The number of private and public partnerships at land-grant universities probably will continue to grow as less federal money for ag research becomes available, Grafton says.
“The underlying principal of land-grant universities is improving society. As long as we don’t lose sight of that, I don’t think it ( collaboration) is problematic. That’s my own personal opinion,” he says.
Grafton adds that state government financial support for ag research is unusually strong in North Dakota.
The public sector’s role in ag research remains vital, Woteki says.
Public spending on ag research focuses on fundamental, long-term needs, with companies building on that research, she says.
That’s true globally, too, Pardey says.
“The world is still pretty dependent on public spending for agricultural R&D,” he says.
Private-sector spending is concentrated on a handful of crops, particularly corn and soybeans, Pardey and others say.
Some people wonder if private companies will cut back on spending for ag research if crop prices fall sharply.
“I hope we don’t have to find that out,” Armentrout says.
But whatever happens with crop prices, “We’re always looking for ways to meet farmers’ needs,” she says.
By all accounts, ag research is costly.
Ag research, particularly when it’s directed to production, “costs more dollars than it used to. It’s just like farming. Producers have to spend more money on their operations,” says Don Tanaka, a retired soil scientist who spent more than 20 years with the USDA Agricultural Research Service station in Mandan, N.D.
So-called “maintenance spending” is part of the reason.
“You have to invest to maintain past gains, as well as to promote future gains,” Pardey says.
For instance, crop diseases such as stem rust in wheat can hammer yields, reducing or even eliminating yield gains achieved from earlier research.
Unless time and money is invested to battle those crop diseases, those past gains will be lost, Pardey says.
Maintenance spending can account for as much as 40 to 60 percent of all spending on ag research, according to estimates.
Bringing in young blood
Many ag researchers, both in the United States and other countries, are nearing retirement age, experts say.

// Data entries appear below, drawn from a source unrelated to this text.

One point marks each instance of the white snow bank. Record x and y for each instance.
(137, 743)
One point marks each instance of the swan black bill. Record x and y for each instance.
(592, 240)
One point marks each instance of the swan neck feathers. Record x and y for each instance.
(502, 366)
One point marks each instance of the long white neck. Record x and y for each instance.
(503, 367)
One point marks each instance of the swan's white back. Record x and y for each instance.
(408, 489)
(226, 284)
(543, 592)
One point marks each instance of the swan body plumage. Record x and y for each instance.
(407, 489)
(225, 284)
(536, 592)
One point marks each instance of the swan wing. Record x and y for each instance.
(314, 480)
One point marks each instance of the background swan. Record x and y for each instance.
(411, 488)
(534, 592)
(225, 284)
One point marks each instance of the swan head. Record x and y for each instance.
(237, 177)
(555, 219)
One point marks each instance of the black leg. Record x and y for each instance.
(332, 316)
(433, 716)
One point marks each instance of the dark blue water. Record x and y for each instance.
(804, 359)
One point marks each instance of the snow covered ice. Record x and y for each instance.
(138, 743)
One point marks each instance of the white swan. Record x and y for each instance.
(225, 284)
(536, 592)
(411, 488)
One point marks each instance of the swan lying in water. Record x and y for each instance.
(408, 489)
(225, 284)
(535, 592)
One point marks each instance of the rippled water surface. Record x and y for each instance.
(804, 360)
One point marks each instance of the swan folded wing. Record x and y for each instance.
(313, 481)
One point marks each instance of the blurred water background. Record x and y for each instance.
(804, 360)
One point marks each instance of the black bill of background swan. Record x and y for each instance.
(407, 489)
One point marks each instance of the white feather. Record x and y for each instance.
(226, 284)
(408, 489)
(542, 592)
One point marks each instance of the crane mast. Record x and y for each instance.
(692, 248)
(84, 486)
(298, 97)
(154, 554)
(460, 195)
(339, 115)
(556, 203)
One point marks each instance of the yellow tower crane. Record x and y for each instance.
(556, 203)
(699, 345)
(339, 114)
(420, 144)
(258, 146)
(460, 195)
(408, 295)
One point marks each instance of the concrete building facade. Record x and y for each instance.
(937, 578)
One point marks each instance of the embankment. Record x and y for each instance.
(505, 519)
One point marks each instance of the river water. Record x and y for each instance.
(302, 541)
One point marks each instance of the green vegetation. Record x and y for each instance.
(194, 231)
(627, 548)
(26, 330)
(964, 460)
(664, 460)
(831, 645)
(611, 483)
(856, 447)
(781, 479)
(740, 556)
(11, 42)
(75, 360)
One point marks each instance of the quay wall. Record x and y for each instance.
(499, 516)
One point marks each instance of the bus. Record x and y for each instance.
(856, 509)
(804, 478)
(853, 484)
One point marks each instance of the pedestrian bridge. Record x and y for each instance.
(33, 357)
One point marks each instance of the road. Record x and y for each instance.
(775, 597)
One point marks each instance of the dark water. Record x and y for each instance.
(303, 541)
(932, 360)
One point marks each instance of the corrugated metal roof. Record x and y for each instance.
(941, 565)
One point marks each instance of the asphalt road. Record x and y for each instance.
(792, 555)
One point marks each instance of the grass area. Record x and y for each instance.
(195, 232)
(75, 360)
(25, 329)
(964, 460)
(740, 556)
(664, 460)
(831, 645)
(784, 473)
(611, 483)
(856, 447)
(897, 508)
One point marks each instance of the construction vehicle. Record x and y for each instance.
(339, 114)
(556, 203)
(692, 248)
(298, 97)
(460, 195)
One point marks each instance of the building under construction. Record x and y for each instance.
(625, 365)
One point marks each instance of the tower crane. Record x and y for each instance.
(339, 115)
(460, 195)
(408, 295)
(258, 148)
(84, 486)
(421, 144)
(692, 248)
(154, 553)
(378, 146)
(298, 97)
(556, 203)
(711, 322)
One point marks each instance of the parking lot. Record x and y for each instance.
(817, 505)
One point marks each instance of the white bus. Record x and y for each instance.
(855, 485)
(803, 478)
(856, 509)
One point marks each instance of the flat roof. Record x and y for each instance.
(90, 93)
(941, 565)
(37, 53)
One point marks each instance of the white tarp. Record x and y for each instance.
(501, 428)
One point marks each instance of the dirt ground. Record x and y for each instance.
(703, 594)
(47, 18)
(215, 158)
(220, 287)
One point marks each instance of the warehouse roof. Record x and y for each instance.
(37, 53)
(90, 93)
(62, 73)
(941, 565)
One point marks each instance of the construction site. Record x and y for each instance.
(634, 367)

Attracting talented young scientists to ag research can be difficult in poor countries, where other types of research may be more profitable and seem more exciting, Beintema says.

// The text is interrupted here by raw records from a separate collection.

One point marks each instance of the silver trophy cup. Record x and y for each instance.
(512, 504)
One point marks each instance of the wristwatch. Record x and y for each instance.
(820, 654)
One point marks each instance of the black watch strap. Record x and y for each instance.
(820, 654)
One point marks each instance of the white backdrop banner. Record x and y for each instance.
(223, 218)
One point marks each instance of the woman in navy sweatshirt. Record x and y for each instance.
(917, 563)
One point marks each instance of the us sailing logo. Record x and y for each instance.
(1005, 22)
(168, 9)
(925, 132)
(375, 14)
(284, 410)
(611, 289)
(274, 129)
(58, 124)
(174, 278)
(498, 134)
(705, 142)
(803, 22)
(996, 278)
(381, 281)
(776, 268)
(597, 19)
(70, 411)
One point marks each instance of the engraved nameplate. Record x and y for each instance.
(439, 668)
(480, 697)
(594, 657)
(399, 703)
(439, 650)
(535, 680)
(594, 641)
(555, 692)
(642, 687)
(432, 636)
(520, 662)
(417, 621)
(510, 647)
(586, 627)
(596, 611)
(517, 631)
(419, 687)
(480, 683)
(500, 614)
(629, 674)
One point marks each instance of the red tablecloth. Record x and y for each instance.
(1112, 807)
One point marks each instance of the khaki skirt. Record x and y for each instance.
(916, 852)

Bringing in a new generation of ag researchers is important in the United States, too, and funding is the key, Woteki says.
“It’s a truism in the scientific community. If there is funding for research, you’ll be able to attract good people to work on those problems,” she says.
Breakthroughs achieved by a new generation of ag researchers would help a new generation of farmers, Pardey says.
Unless spending on ag research increases, “The sons of today’s farmers will bear the brunt of these bad decisions,” he says.
Because the United States did a good job of ag research for many decades, U.S. agriculture can temporarily withstand recent spending cuts, Pardey says.
“We were doing pretty well until 10 or 15 years ago. We had a big stock of knowledge. You can nibble on that. But eventually it (not spending enough) catches up on you,” he says.